Millonarios estaba cansado de no ganar títulos desde el año 78 y seguía en la labor de armar plantillas muy fuertes pero que en varias temporadas se quedaron con el grito del título en la boca. Y ganaba y jugaba bien ese Millonarios. Mucho más explosivo, tenía otro estilo que el del verde.
Y fue un partido en El Campín el que empezó a desatar todo ese duelo entre ambos, a veces mal entendido y llevado a esquinas judiciales y a noticias de baranda por cuenta de las provocaciones y la violencia.
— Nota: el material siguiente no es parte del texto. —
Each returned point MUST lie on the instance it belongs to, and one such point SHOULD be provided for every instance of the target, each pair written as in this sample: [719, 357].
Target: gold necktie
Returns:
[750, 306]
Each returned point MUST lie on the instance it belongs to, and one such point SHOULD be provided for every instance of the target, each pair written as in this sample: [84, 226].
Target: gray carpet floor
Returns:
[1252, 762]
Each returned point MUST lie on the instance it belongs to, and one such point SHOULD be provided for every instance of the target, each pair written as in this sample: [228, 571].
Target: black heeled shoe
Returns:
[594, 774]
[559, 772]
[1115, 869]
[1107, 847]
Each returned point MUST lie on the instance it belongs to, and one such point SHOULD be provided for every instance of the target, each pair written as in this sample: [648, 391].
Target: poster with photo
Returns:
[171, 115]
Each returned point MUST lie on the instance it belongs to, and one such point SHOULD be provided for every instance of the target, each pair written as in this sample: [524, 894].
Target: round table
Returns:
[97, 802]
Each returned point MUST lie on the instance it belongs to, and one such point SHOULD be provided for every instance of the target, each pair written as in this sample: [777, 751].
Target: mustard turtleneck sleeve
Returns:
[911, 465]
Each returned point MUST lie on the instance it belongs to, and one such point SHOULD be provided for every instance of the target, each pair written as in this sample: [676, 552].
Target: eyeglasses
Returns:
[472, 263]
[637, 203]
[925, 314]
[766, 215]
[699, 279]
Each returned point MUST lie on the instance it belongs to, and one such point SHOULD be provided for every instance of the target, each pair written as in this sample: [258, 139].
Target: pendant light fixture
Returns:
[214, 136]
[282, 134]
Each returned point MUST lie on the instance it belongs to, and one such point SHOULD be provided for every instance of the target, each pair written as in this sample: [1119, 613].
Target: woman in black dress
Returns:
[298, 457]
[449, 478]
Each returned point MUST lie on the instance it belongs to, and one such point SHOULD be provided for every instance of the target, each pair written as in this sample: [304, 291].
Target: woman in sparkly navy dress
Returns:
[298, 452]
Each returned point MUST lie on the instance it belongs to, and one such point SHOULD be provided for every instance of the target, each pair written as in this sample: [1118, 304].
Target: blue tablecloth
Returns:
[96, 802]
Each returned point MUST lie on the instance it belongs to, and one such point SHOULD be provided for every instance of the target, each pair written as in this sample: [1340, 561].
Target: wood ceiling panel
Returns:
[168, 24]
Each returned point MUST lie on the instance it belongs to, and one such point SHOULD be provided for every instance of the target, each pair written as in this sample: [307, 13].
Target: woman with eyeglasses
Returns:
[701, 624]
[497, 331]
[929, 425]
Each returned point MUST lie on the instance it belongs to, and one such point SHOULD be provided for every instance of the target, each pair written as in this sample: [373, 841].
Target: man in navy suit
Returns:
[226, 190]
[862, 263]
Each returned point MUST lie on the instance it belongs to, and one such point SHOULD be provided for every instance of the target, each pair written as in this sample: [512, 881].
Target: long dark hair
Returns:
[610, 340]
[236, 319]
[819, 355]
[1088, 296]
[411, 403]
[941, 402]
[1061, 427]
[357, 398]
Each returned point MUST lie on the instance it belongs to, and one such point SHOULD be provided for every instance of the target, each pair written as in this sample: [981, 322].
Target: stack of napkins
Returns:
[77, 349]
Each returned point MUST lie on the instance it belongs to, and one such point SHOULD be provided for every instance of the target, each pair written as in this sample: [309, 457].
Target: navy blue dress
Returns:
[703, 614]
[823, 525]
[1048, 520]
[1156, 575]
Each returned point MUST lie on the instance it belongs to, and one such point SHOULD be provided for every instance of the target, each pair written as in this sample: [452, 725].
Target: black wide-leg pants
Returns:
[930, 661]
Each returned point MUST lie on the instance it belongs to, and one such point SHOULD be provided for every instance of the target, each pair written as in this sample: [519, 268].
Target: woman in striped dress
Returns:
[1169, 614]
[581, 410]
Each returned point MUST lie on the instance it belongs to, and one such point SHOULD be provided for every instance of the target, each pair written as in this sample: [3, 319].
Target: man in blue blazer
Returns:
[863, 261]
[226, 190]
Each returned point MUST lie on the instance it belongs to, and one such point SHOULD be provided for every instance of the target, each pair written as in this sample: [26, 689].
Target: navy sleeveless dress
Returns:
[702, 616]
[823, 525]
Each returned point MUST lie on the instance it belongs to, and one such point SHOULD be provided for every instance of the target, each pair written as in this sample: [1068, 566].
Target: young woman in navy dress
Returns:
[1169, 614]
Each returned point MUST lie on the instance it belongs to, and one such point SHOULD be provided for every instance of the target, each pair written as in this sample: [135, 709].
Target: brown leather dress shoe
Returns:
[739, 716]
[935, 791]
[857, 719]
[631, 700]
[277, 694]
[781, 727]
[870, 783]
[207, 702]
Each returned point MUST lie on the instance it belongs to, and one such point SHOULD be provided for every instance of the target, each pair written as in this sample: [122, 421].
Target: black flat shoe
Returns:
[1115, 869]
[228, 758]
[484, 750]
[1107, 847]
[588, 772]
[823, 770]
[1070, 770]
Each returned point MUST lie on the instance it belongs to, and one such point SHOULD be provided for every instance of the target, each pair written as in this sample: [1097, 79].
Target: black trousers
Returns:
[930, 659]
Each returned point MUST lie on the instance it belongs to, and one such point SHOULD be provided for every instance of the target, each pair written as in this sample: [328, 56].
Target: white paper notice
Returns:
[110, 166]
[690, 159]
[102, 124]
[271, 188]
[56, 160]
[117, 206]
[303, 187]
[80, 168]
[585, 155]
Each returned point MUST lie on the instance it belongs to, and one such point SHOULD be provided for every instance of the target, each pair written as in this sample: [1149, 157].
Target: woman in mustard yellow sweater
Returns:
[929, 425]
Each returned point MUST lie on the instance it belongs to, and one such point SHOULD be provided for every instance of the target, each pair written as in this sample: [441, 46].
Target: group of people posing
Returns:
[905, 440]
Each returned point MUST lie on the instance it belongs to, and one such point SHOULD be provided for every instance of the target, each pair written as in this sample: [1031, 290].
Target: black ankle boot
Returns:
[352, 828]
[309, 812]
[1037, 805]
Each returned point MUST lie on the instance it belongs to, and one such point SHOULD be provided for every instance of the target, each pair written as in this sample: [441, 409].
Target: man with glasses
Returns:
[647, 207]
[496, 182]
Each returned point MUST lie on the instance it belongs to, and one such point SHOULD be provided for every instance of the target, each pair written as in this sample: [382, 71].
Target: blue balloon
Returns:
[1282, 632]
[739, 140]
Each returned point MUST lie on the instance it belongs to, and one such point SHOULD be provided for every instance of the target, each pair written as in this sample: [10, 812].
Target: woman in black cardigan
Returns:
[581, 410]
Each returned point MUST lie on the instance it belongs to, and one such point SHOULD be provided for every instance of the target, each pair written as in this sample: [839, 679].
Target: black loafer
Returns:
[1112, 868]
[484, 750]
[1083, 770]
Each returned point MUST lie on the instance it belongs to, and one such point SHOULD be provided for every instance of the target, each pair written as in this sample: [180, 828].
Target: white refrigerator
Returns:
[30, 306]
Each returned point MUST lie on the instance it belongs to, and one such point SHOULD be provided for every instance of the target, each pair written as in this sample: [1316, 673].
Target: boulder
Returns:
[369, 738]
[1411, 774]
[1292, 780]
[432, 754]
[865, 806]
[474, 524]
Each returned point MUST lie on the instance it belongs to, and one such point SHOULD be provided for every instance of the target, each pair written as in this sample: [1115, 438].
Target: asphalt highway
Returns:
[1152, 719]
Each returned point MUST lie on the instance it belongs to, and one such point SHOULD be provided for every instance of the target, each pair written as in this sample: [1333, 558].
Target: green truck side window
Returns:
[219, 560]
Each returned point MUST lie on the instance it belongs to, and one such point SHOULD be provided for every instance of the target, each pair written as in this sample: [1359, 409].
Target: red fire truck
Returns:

Millonarios ganaba 2-0 y le daba un tremendo repaso al verde, imposible de hallarse ante la superioridad azul. Pero en el segundo tiempo las cartas se barajaron distinto. Nacional, como aquel preso que empieza a cavar en la pared con una cuchara hasta encontrar la salida, tocó la pelota hasta el infinito y adormeció a Millonarios. Puso el 2-1 y el asunto se apretó feo. Ya Millonarios no dominaba nada y Nacional, sin tiempo pero con paciencia –una de esas claves que su escuela transmitió a la selección Colombia tiempo después y prueba de eso es el gol ante Alemania de Freddy Rincón, donde ya no existía tiempo ni para suspirar– taladraba de a pocos.
En el minuto final un centro bombeado al área del siempre inseguro Rubén Cousillas terminó siendo el bofetón en la cara. El arquero argentino trató de encajonar la bola pero venía de frente Juan Jairo Galeano, listo a esperar un error que, en Cousillas, era casi un rito de cada jornada. El portero saltó por los aires y cuando parecía atenazar el balón, se le escurrió entre los dedos. Galeano se encargó de hacer el 2-2 y de desatar iras porque –y es de esas imágenes que no se borran de mi mente– Pimentel, terminado el partido, fue enfocado por las cámaras increpando a Cousillas por su falla. Luego, también en caliente, llegó la declaración de Pimentel sobre el “futbolito” de Maturana y sus hombres y ya no hubo regreso.
Desde ese tiempo me tocó vivir derrotas miserables, injustas, empates sosos y victorias celebradas con alegría. Porque en 1987 Millonarios-Nacional se convirtió en clásico.